Briefing Notes, 23 March 2010
This is a summary of what was said by UNHCR spokesperson Melissa Fleming – to whom quoted text may be attributed – at the press briefing, on 23 March 2010, at the Palais des Nations in Geneva.
For the first time since the Republic of Korea adopted the 1951 Refugee Convention in 1992, a recognized refugee has been granted South Korean citizenship. The new citizen is a 38-year-old Ethiopian man who fled persecution in his homeland and arrived in South Korea in 2001.
This is a highly significant milestone in Asia, where few countries have signed the 1951 Refugee Convention, and even fewer have extended citizenship to refugees.
We are grateful to the Republic of Korea for its leadership in local integration, one of the three durable solutions available to refugees, and one that is rarely used in Asia. Citizenship is, of course, the most comprehensive form of local integration. We would be encouraged if other Asian countries took inspiration from South Korea's example.

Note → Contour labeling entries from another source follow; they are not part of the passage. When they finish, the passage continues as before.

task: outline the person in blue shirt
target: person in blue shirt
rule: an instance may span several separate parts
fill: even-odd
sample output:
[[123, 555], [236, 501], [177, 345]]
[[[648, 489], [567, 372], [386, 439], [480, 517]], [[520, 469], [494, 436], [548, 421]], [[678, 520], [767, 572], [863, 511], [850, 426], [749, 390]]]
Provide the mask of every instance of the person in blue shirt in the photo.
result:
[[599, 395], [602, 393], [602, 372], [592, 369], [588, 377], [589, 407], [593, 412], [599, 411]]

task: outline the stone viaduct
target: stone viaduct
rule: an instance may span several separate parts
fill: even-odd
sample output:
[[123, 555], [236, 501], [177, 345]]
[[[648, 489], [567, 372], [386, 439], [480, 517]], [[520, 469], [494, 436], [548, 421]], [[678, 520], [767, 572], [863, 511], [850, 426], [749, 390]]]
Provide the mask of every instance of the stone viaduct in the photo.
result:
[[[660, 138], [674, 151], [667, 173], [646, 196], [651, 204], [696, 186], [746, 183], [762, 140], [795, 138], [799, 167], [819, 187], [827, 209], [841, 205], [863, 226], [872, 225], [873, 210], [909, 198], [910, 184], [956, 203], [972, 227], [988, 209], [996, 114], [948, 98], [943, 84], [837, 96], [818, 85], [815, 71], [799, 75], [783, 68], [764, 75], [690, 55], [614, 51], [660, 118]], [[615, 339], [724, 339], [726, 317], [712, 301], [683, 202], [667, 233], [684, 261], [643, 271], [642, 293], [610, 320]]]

South Korea recognized its first refugee in 2001. Since the government started receiving asylum claims in 1994, it has recognized 175 refugees and provided humanitarian status to a further 93 people who were found not to be refugees but still in need of international protection. Between 1994 and the end of 2009, the South Korean government received 2,492 applications and 321 are still pending.